Mother’s Day: You Forgot

Let me assure you, you’ve forgotten.

You have forgotten the worst moments, where you screamed at your screaming baby, where you held them just a little too tight and patted them just a little too hard.

The arching, stiff back that throws their little (getting bigger every day) body out of your arms, diving to catch them before their head hits the ground and tweaking your back and slumping to the floor and everyone’s crying and the 4-year-old dances over, throws a car at your face, and shouts “I’M HUNGRY!”

Wanting to sleep forever, wistfully fantasizing about a coma, knowing the debt of rest is so deep it will take years to recover.
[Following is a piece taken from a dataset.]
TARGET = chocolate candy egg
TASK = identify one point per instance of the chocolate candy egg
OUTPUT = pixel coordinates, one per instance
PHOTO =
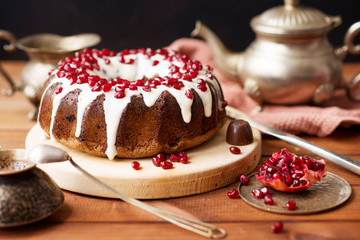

Frantically patting your pockets for a soother, WHERE IS THAT ****ing SOOTHER, trying to lower their heavy bodies on a tightrope down into the crib, easy now, easy easy, and just as you’re about to let out your breath, one eye cracks open and the crying starts a g a i n and the 4 year old runs in, throws something wet at your face, and shouts “I’M HUNGRY”.

The crushing need hovering over you like a dark rain cloud ready to crack open at any moment. 

The moments you shout and regret shouting (oh, the regret).

The rage rising out of you, words tumbling wildly out of your mouth in a voice you don’t recognize.

The small and large failures whose ghosts sidle up next to you at night and whisper in your tired ears. The cacophony of noise.

You’ve forgotten. I’ll forget. It will soften and smooth around the edges. We’ll chuckle and say, remember those days? My sister said, “All of these difficult phases, they will consume you, and then one day they’ll suddenly be over and the trauma of them won’t stay with you. You’ll forget it even happened.” She was right.

The gift of sitting in the trauma of this moment, in the grief of inadequacy and failure, is the comfort of knowing that I will forget. This part will fade and what’s left won’t be the car in the face, but the sweet kiss better afterwards. What’s left won’t be my quiet time interrupted, but a ridiculous family bath. What’s left will be beautiful. It will all be beautiful.